The majority of all transactions on the foreign exchange market are not based on real economic processes and transactions, but are based on speculative motives. The foreign exchange market is dominated by some large commercial and investment banks, as well as central banks. Together they form the core of the foreign exchange market, which is presented in the following chapter 2.3.
One of the main differences between trading stocks and foreign exchange, for example, is how you trade. While stocks are usually traded on a stock exchange, foreign exchange is traded "over the counter" (OTC). There is no marketplace that bundles supply and demand like an exchange, but the trading partners trade directly with one another. For example, if a bank wants to complete a foreign exchange transaction, they call other banks until they have found a trading partner for their transaction.

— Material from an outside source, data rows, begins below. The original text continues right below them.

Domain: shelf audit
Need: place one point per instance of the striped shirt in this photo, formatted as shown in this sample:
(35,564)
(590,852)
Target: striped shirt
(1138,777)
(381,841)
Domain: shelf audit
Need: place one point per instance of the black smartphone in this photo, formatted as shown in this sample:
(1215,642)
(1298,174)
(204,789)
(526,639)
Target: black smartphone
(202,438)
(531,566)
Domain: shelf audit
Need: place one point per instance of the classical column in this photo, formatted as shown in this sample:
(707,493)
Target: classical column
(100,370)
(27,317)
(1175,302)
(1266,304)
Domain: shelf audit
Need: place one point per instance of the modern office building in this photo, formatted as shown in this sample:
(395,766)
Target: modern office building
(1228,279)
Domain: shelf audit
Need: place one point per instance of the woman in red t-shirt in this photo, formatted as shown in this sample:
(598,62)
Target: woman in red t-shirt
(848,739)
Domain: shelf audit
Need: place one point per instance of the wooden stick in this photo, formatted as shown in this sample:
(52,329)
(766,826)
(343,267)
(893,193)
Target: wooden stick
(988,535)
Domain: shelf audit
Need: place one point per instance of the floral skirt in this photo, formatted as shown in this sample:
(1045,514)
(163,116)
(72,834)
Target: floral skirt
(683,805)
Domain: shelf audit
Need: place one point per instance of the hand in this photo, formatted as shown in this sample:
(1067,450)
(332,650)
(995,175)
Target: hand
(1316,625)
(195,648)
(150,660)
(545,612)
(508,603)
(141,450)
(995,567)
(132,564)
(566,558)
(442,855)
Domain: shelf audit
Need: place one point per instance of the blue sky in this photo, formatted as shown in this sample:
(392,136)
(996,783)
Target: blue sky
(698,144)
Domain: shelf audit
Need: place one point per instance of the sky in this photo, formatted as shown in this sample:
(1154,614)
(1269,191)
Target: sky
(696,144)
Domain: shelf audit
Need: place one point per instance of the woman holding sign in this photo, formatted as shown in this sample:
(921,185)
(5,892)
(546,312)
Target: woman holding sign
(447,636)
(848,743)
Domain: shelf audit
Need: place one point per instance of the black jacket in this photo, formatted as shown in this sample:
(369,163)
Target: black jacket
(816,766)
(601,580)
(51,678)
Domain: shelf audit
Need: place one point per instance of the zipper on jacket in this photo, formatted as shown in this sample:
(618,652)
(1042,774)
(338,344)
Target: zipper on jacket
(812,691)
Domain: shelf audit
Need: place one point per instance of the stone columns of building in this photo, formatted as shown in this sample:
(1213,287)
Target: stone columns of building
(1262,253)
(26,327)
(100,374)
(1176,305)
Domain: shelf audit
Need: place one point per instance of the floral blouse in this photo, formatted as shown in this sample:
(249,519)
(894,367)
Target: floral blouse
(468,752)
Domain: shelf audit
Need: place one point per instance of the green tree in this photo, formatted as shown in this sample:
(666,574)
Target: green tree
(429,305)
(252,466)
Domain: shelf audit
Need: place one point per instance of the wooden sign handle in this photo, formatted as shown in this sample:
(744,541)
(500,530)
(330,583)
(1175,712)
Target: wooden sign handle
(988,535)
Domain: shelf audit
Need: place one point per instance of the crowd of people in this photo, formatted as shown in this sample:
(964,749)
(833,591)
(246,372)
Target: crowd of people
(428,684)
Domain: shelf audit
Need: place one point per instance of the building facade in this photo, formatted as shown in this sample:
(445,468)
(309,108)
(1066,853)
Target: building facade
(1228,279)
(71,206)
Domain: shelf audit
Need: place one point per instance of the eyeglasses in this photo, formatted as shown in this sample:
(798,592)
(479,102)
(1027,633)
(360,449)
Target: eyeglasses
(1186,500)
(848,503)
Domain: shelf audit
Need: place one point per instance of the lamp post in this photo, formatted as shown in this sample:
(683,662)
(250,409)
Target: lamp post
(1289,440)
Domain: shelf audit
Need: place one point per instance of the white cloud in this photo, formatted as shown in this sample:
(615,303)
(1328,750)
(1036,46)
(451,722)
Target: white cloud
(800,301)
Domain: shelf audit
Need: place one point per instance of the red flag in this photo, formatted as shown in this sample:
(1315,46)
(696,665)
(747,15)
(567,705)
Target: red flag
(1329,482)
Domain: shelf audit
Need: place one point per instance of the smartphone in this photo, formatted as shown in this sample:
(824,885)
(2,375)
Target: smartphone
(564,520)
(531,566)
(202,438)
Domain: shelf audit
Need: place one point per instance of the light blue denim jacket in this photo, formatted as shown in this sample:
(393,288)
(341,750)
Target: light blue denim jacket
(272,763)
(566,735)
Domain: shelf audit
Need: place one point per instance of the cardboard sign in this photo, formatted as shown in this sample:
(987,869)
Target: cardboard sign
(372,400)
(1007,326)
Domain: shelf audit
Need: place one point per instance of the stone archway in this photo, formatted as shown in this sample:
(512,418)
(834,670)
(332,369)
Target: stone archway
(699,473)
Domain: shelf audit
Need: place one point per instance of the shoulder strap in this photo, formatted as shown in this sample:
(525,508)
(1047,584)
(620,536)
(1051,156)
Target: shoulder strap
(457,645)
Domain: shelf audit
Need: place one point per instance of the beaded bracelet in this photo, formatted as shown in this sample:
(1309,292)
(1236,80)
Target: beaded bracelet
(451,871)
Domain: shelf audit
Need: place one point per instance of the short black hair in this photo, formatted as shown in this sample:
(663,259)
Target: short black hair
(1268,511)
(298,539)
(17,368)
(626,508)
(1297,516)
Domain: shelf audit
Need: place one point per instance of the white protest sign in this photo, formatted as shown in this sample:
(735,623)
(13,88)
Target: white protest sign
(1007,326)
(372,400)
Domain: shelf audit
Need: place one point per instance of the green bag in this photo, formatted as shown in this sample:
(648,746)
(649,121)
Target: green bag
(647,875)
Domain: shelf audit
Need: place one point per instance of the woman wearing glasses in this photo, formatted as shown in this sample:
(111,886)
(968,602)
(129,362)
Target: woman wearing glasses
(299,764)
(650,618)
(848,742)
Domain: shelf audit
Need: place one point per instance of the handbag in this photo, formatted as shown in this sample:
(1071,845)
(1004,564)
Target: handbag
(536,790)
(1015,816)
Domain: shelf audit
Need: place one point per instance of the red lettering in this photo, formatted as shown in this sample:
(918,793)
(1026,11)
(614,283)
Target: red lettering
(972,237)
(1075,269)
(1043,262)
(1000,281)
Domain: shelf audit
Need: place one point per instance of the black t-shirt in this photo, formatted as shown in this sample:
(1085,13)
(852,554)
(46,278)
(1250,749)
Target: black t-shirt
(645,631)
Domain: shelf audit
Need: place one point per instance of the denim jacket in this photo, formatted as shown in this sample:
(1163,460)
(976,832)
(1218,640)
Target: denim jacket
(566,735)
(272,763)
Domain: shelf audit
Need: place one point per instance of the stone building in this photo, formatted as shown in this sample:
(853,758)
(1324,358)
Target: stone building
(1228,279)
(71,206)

Alternatively, it can also use one of the electronic brokers that bundles at least part of the global supply and demand, but is not directly comparable to an exchange. The interbank market can thus be imagined as a network that links the largest market participants with each other. If you are not part of the network, you need an intermediary (for example a broker, who in turn must be part of the network) to trade foreign exchange.
This results in a number of differences from trading on a stock exchange. For the private trader, this primarily consists of the trading hours. For example, trading in the interbank market is not subject to any time restrictions, such as those imposed by the trading hours on the stock exchange. Foreign exchange is traded around the clock - from Monday to Friday. Only on weekends does the retail stand still - although here, too, transactions theoretically come about when there are two trading partners.